On célébrera en 2023 le centenaire d’Alys Robi, née Alice Robitaille (1923-2011), vedette incontestée durant les années 1940. Elle connaît un succès exceptionnel, ici et aux États-Unis, puis en France et à Londres, à une époque où les seuls musiciens canadiens qui connaissaient la célébrité à New York étaient les membres de l’orchestre de Guy Lombardo (and his Royal Canadians), spécialisés dans le fox-trot. Plusieurs connaissent son nom parce qu’ils l’ont vue revivre à l’écran. Grâce à un accès privilégié aux archives de la famille de la chanteuse, Alys Robi a été formidable resitue et actualise son parcours de pionnière et sa chute implacable, au moment où elle avait atteint le faîte de sa gloire, en 1948. De multiples extraits d’entretiens et d’articles permettent de mesurer l’ampleur de sa popularité et le respect qu’elle inspirait aux journalistes. On peut même lire des passages tirés du « Courrier des lecteurs » de certains journaux. Après son internement, Alys Robi restera stigmatisée aux yeux du public ; mais elle connaîtra à partir des années 1950 une autre carrière dans des circuits parallèles du spectacle (les clubs comme le El Morocco), inversant sans le vouloir ce cheminement habituel de tant d’artistes qui végètent (trop) longtemps dans les circuits de seconde zone avant de récolter la gloire.

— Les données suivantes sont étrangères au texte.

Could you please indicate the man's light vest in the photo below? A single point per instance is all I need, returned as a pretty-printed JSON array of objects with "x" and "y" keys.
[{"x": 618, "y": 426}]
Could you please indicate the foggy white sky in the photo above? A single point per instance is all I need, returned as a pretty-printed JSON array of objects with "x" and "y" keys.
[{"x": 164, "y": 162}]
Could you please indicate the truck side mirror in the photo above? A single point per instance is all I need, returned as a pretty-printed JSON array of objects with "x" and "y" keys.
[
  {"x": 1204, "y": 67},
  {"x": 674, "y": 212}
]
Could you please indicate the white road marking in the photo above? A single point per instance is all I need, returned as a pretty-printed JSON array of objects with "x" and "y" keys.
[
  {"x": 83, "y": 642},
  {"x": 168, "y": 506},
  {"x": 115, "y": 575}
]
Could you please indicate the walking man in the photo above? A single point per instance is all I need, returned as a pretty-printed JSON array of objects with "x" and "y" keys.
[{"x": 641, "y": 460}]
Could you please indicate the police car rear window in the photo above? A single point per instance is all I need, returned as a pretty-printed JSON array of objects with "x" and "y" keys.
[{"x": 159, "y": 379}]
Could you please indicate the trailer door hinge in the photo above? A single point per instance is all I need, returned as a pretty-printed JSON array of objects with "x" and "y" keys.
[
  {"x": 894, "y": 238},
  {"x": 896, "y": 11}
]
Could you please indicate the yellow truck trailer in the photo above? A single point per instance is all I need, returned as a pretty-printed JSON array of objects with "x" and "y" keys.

Stylistiquement, Alys Robi a été formidable constitue un cas inclassable où cohabitent de multiples genres littéraires : à la fois biographie, récit introspectif, portrait et essai, il est rédigé sous une forme romanesque. En le lisant, on repense parfois au roman Ingrid Caven de Jean-Jacques Schuhl (prix Goncourt 2000). Plusieurs pages tentent d’imaginer ce qu’Alys Robi aurait pu ressentir : « J’imagine sa détresse, enfermée pendant deux ans, puis relâchée sans que rien existe comme avant ». Les digressions – nombreuses – occasionnent des allusions inattendues : au frère malade de Jack Kérouac – Alys Robi avait elle aussi un frère handicapé – ou encore ce rapprochement anachronique avec le mouvement #MeToo, qui n’existait évidemment pas en 1947. Ailleurs, certains parallèles avec le destin de la romancière Sylvia Plath s’expliquent aisément. Il faut apprécier les digressions pour goûter pleinement cette création littéraire : toutes sont justifiées dans leur volonté d’actualisation du « phénomène Alys Robi ». En revanche, on aurait aussi pu mentionner l’influence des comédies musicales hollywoodiennes mettant en vedette Carmen Miranda (1909-1955), avec beaucoup de chansons à succès reprises quelques années plus tard par Alys Robi (comme « Tico-Tico ») : ainsi, le « Chica Chica Boom Chic » popularisé par Carmen Miranda en 1941 faisait partie intégrante d’un des premiers films tournés en couleurs, That Night in Rio (1941).
Ce livre réflexif aurait aussi pu s’intituler « Alys Robi et moi », tant la part autobiographique de la biographe est présente. Une trentaine de photographies de jeunesse, dont quelques inédites, complètent l’ouvrage.